Growth in Oncology and Biopharma Services
The oncology platform expanded with 2,750 providers across 640 sites of care. Prescription Technology Solutions segment saw 14% revenue growth and 22% operating profit growth, driven by access and affordability solutions.
Lowlights
Challenges in Medical Surgical Segment
Medical Surgical segment faced lower than anticipated volumes due to a softer illness season, impacting foot traffic in primary care sites. Revenues decreased by 3%.
Impact of Formulary Changes
There was an anticipated decline in certain brand volumes due to formulary changes by a retail national account customer, which impacted revenue.
Company Guidance
During McKesson's third-quarter fiscal 2025 earnings call, the company reported strong financial performance with an 18% increase in revenue to $95.3 billion and a 16% rise in adjusted operating profit to $1.5 billion. U.S. pharmaceutical and prescription technology solutions segments led the double-digit growth, while medical surgical growth lagged due to a softer illness season. The company updated its full-year guidance for adjusted earnings per diluted share to a range of $32.55 to $32.95, representing a 19% to 20% year-over-year increase. McKesson also announced the acquisition of a controlling interest in PRISM Vision to enhance its specialty services, contributing to a projected $0.20 to $0.30 accretion to adjusted earnings per diluted share in the first 12 months post-closing. The company remains confident in its strategic growth pillars, including oncology and biopharma services, and anticipates continued strong performance into fiscal 2026, with an affirmed long-term adjusted EPS target growth of 12% to 14%.
Glossary
OutperformA stock rated as "Outperform" is expected to perform better than the overall market or a specific benchmark over the near-to-medium term. This rating suggests that the stock is likely to deliver higher returns compared to the average returns of other stocks in the same sector or market index. Investors might consider this stock a good buying opportunity.

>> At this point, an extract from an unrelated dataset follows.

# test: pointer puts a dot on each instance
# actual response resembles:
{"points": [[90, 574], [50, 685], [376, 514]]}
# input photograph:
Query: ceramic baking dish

NeutralA stock rated as "Neutral" is expected to perform in line with the overall market or a specific benchmark. This rating indicates that the stock is neither particularly attractive nor unattractive for investment. Investors may consider holding onto the stock, as it is not expected to either significantly outperform or underperform the market.
UnderperformA stock rated as "Underperform" is expected to perform worse than the overall market or a specific benchmark over the near-to-medium term. This rating suggests that the stock may deliver lower returns compared to the average returns of other stocks in the same sector or market index. Investors might consider selling the stock or avoiding it as an investment.

Disclaimer

This AI Analyst Stock Report is automatically generated by our AI systems using advanced algorithms and publicly available financial, technical, and market data. While the information provided aims to be accurate and insightful, it is intended for informational purposes only and should not be considered financial advice. Any content created by an AI (Artificial Intelligence) system may contain inaccuracies and/or contain errors. Investing in stocks carries inherent risks, and past performance is not indicative of future results. This report does not account for your personal financial circumstances, objectives, or risk tolerance. Always conduct your own research or consult with a qualified financial advisor before making investment decisions. The analysis and recommendations provided are based on historical and current data and may not fully reflect future market conditions or unexpected developments. Neither the creators of this report nor its affiliated entities guarantee the accuracy, completeness, or reliability of the information presented. Use this report at your own discretion and risk.